In France, great variety of carriage is to be had. In such places as Biarritz, Nice, or Mentone, there are many elegant landaus having nearly all the appearance of private carriages, and, no doubt, most of them have been quite recently in private occupation. They are kept in good order and freshly painted, and are the best class. From them there is a descent to various kinds of smaller and inferior _voitures_. The close kind is generally of a very shaky, antiquated construction; although in some places, such as Lyons and Cannes, there is a kind of brougham plying for hire of a better quality, narrow and confined, holding two only, and even two with a squeeze, although some of them (to be seen in Paris) have also a folding down seat for a child. Other carriages have a hood. In Paris, where people are exposed to sudden showers of rain, the one–horse open carriages have an extraordinary huge kind of hood which can be promptly raised, but when turned over, falls so low as almost to extinguish the occupant and to exclude his view; but even then, and with a leathern apron drawn up over the knees, I have found in a storm that adequate protection against rain is not secured. One of the nicest of light vehicles in use is a kind of basket carriage, seated for four, or for two with a _vis–à–vis_ folding down seat for one or for two more behind the box, the box seat sometimes holding a fifth, and occasionally there is a light miniature rumble behind holding another. These are drawn for the most part by a pair of smart horses, remarkably small, akin to the active little Exmoor ponies.

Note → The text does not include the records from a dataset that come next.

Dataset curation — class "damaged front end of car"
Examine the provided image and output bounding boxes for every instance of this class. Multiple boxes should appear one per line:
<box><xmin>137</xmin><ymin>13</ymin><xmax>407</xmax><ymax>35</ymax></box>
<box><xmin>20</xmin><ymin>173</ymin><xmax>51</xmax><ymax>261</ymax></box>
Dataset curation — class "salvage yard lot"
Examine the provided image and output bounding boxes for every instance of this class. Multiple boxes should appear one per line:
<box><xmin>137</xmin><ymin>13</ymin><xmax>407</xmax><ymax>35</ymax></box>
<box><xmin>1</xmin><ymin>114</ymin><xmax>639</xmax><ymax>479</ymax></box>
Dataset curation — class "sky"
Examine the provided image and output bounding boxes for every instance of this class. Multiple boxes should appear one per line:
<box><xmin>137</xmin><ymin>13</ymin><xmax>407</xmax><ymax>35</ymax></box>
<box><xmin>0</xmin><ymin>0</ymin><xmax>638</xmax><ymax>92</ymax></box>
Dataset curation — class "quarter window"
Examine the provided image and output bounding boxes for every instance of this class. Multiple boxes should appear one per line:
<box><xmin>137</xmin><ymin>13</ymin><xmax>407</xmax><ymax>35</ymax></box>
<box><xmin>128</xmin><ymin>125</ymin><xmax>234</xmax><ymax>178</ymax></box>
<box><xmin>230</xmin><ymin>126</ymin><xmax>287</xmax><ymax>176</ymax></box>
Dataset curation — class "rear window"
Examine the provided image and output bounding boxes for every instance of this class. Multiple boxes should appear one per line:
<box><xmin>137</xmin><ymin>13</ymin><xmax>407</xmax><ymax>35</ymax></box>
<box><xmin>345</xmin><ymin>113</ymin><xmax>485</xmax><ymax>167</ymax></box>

The horses always go most willingly, and the drivers delight in urging them at top speed. Regardless of consequences, they dash down a hill in a way which would make an English coachy’s hair stand on end, and like a cannon ball through a crowd, without halting or swerving from their course, expecting the crowd to scatter right and left to make way for them. This is all done to the noise of a horrid ear–splitting cracking of the whip. The driver cracks his whip, and considers that having done so, he is discharged of responsibility, and that it is the pedestrian’s own fault if he be run over; just as a golfer considers that when he has cried ‘faar’ before striking his ball, it is the fault of the person struck that he has not got promptly enough out of the way. This cracking of the whip goes on incessantly while the man is with his horse, and even when without, and seems indulged in most frequently from a boyish love of making the odious noise.